Remix.run Logo
vidarh 3 hours ago

I'm currently testing Claude Code for a project where it isn't coding. But the workflows built with it are now making me money after ~2 weeks, and I've previously done the same work manually, so I know the turnaround time: The turnaround for each deliverable is ~2 days with Claude and the fastest I've ever done it manually was 21 days. (Yes, I'm being intentionally vague - there isn't much of a moat for that project given how close Claude gets with very little prompting)

There are absolutely maintainability challenges. You can't just tell these tools to build X and expect to get away with not reviewing the output and/or telling it to revise it.

But if you loosen the reigns and review finished output rather than sit there and metaphorically look over its shoulder for every edit, the time it takes me to get it to revise its work until the quality is what I'd expect of myself is still a tiny fraction of what it'd take me to do things manually.

The time estimate above includes my manual time spent on reviews and fixes. I expect that time savings to increase, as about half of the time I spend on this project now is time spent improving guardrails and adding agents etc. to refine the work automatically before I even glance at the output.
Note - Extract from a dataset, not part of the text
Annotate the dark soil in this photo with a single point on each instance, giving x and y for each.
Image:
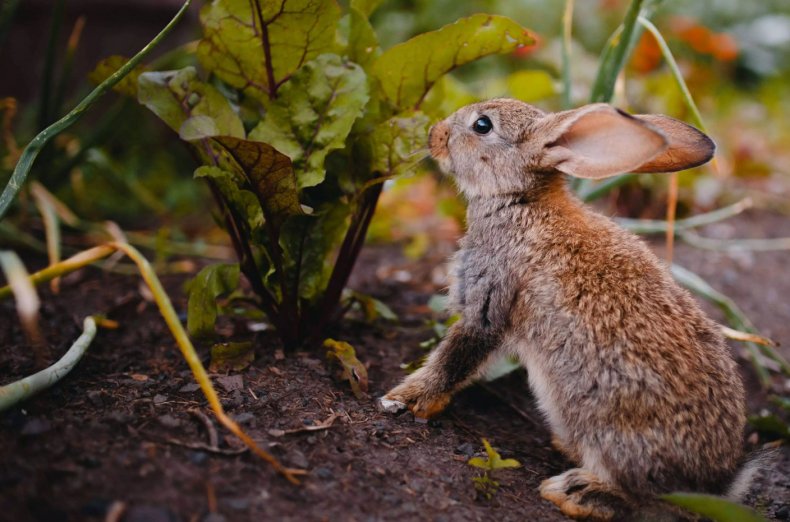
(114, 434)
The biggest lesson for me is that when people are not getting good results, most of the time it seems to me it is when people keep watching every step their agent takes, instead of putting in place a decent agent loop (create a plan for X; for each item on the plan: run tests until it works, review your code and fix any identified issues, repeat until the tests and review pass without any issues) and letting the agent work until it stops before you waste time reviewing the result.

Only when the agent repeatedly fails to do an assigned task adequately do I "slow it down" and have it do things step by step to figure out where it gets stuck / goes wrong. At which point I tell it to revise the agents accordingly, and then have it try again.

It's not cost effective to have expensive humans babysit cheap LLMs, yet a lot of people seem to want to babysit the LLMs.